Robert Hensing's Blog

Software Security . . . and stuff.


Password vs. Passphrase redux

  • Comments 12
  • Likes

So today Jesper Johannson a gentlemen whom I have the pleasure of speaking with on occasion has posted his 2nd installment on the topic of passwords here.  I encourage you all to read it - in this installment he goes deep into the math and science behind passwords and pass-phrases and attempts to measure the strength of XX character passwords and XX character pass-phrases using personal experience from his own personal pen-testing efforts and studies from reputable sources that he's managed to find and cite (I'm not quite sure how he manages to do it - this man travels more and is busier than many people I know yet he still manages to find time to do his homework and write these amazing articles).

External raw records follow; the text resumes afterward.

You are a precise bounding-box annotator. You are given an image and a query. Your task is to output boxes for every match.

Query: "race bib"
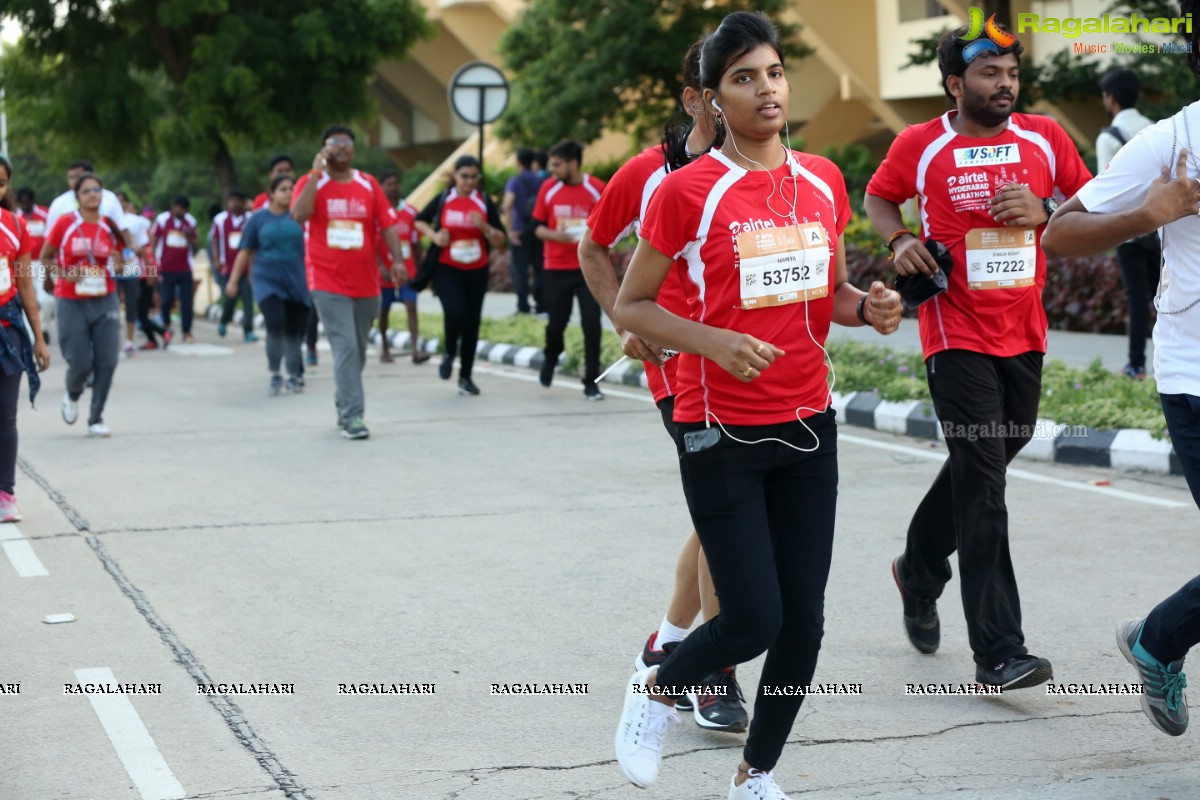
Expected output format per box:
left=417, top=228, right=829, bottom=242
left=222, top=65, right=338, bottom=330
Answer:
left=966, top=228, right=1038, bottom=290
left=450, top=239, right=484, bottom=264
left=76, top=275, right=108, bottom=297
left=558, top=217, right=588, bottom=241
left=325, top=219, right=364, bottom=249
left=738, top=222, right=829, bottom=311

If you haven't read his article yet - here's a teaser:

If there are 5 characters per word, we have 25+4=29 characters, where 4 are spaces, in the pass phrase. How much entropy that pass phrase contains depends on whose estimates you use. Using Shannon’s estimates of 2.3 bits per letter in an 8-letter word nets a total entropy of 29*2.3=66.7 bits. The 66.7 bits calculation is probably a reasonable upper bound on the entropy of a pass phrase, and it compares favorably with a 9-character password with only 45 bits of entropy. For a lower bound, we can use Bruce Schneier’s estimate of 1.3 bits per letter, based on a study by Thomas Cover (B. Schneier, “Applied Cryptography, 2nd Edition,” Wiley, 1996). Shannon advanced 1.3 bits per letter for 16-letter words, though, so it is probably not entirely applicable to our 5-character words. In any case, using 1.3 as the entropy estimate computes to 29*1.3= 37.7, which is actually worse than the 9-character password. Based on that number, you would need a 6-word pass phrase to attain roughly the same entropy as a 9-character password.

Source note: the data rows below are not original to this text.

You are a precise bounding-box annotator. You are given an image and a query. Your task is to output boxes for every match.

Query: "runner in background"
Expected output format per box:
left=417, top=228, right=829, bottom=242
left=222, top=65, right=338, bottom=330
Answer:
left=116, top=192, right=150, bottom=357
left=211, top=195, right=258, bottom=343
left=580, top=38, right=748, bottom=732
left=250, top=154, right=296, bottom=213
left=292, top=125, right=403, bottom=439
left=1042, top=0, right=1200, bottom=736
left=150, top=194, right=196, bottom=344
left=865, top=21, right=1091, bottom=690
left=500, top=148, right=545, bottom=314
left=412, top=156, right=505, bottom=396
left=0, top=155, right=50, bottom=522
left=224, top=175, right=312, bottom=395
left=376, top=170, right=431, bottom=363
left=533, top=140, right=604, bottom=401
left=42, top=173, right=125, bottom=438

I'm really glad Jesper has taken the initiative to dive into the math and science behind our language and calculating entropy and this was in fact a popular point made in many of the replies to my blog - people wanted me to address this but I knew Jesper was working on it so I of course deferred to him . . . Jesper makes the assumption of 5 characters per word and a space between each word - but what about punctuation?  I believe Jesper is assuming that a pass-phrase will be composed of just 5 random words strung together with spaces (i.e. the user has substituted characters as the 'token' in their passwords with random words so instead of using random letters / numbers / symobls you're using random words).

In my first blog on passwords, I was talking about pass-phrases (passwords composed of words) but I really wanted people to start using full sentences with proper punctuation and everything as their passwords.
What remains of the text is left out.